James during his time as the fourteenth Dean of Newcastle, at Christ Church Cathedral, Newcastle, NSW
A sermon preached by the Dean of Melbourne, the Very Revd Dr Andreas Loewe, at the memorial service of the Reverend Professor James Thomas Rigney, at St James’ King Street, Sydney, on 10 March 2017:
‘Pray then, in this way’, Jesus teaches his disciples in today’s gospel reading. And he gives them the prayer that has become the heart-beat of the church, for we pray it at every liturgy. Jesus’ disciples asked him to give them a prayer to say, in the same way in which John the Baptist had taught his disciples. A prayer that they could say when their own words failed them, perhaps. A prayer they could say together.
Words failed me when news reached me that my colleague and college friend James had died unexpectedly in the prime of life, and at such an important crossroads in his own vocation as a scholar, teacher and priest. James and I trained together at Westcott House Cambridge, and served our first incumbencies together in Cambridge. We taught and examined students together at the Divinity Faculty, and followed one another to Australia – he to become Dean of Newcastle and then Warden of St John’s College Brisbane, I to become Chaplain and Senior Lecturer at Trinity College Melbourne and then Dean. Pray then in this way when words fail you, Jesus had taught his disciples: ‘Our Father in heaven, hallowed be your name’.

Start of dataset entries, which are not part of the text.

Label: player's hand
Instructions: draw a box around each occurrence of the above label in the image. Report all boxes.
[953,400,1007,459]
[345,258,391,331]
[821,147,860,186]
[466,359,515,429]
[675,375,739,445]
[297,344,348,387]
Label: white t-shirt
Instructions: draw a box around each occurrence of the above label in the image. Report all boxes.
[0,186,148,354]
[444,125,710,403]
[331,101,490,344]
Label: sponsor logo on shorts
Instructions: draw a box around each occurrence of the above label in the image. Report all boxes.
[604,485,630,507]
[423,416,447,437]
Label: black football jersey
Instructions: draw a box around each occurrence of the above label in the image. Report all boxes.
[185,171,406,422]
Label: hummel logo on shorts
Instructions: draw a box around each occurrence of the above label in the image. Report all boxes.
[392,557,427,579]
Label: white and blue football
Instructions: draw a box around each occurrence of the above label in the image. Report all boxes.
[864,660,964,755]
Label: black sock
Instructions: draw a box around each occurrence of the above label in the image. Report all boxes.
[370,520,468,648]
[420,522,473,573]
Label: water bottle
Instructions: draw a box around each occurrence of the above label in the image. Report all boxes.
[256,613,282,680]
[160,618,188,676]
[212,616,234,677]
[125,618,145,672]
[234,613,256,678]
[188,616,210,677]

God knows what we need, Matthew assures us in his gospel. We do not need to ask anything of him. This prayer, then, is not for God to change things for us. It is a prayer that enables us to change, because of what God does, and has done for us. James was a man of prayer, and profound spirituality. He drew deeply from the roots of knowledge and, whenever I had the privilege of sharing with him in worship, I knew that he was drawing strength from prayerful pools of silence. James was a man who ‘went into his room and shut the door and prayed to his Father who is in secret’. The qualities of James’ withdrawing into communing with the Father who is unseen shone through his public prayer, his love for well-ordered, meaning-full liturgy. Prayer for James was never the ‘heaping up of many words our gospel censures, but rather giving space in liturgy for the Word of God to permeate both the silences and the words of our worship.

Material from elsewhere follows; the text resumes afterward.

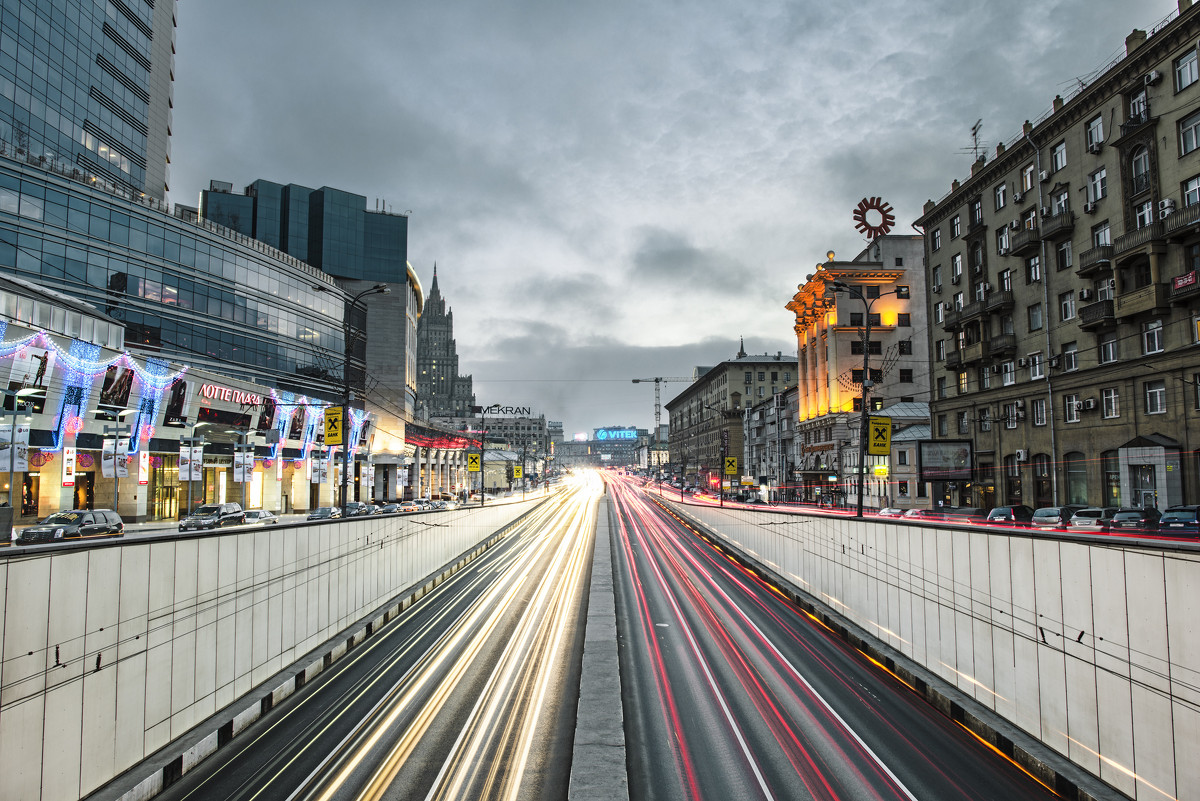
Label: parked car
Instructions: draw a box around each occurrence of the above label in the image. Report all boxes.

The prayer that Jesus taught his disciples changed them. Teaching others to pray will transform them. James knew about the transformational power of learning. He was generous with his time in helping others to grow in wisdom, insight and understanding of themselves. Whether that was in teaching them about transformational events of the past – the reformation, the reception of Calvin’s Geneva, the early modern art of preaching the Word – or the transformation of the modern church – by helping to envisage the Church of England the ministry of women in the episcopate, James was courteous, and generous with his time and his knowledge.
James taught others that prayer transforms us. Taught students, fellow clergy, parishioners to pray about what God wanted them to do in their lives: he nurtured vocations, and helped shape the spiritual lives of those among whom he ministered. James would have told us that the prayer that stands at the heart of our gospel is a beginning of our journey with God, on which we can build our own prayer lives. ‘Pray then in this way’.

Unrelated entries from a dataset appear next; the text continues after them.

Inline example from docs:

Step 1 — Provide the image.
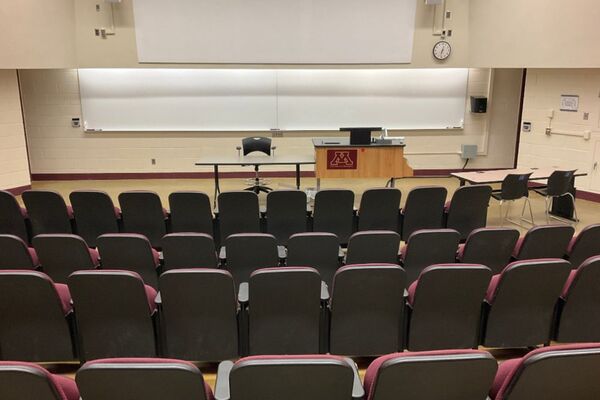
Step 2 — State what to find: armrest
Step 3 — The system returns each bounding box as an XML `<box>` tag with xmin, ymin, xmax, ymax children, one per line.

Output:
<box><xmin>215</xmin><ymin>361</ymin><xmax>233</xmax><ymax>400</ymax></box>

And the petitions that Jesus teaches us are there to change us: they acknowledge that God is sovereign in heaven but has adopted us as his children; that God already rules on earth but needs us to help share the values of the kingdom his Son has brought us; that God delights in feeding us with daily food for our lives – the food we share at table, and the bread we break to share in our being Christ’s body on earth; that God forgives when we are forgiving, and that God has delivered us from evil, once and for all, and will not test us beyond our strength.

Magdalene College Cambridge, where James spent happy years as Fellow in Theology and Dean of Chapel
When words failed me on hearing that my college friend James had died, I prayed. I prayed that we might find strength in our strong and certain hope in the resurrection life Christ has brought. I prayed that God would comfort Anne and Cressida, and all of us, who miss James’ presence with us so badly. I prayed that someone would say words at James’ memorial that might give us the chance to find meaning and purpose. Then I did not expect to be offering those words to you today.
‘Your Father knows what you need before you ask him’. God knows all our needs. Yet he delights in being asked, and for us to share in his presence. In his life, James had spent much time in withdrawing into ‘his room to pray to his Father who is in secret’. The door to this prayer-filled room of the self was always slightly ajar to enable others to share in his life of prayer. Now he has followed Jesus’ command to his disciples: he has shut the door to share in praying to his Father in the place where the Father is no longer secret, but known even as we are fully known; that place where we no longer see through a glass darkly, but where we behold God face to face.
Thanks be to God for giving us the victory through Jesus Christ, our Lord. Amen.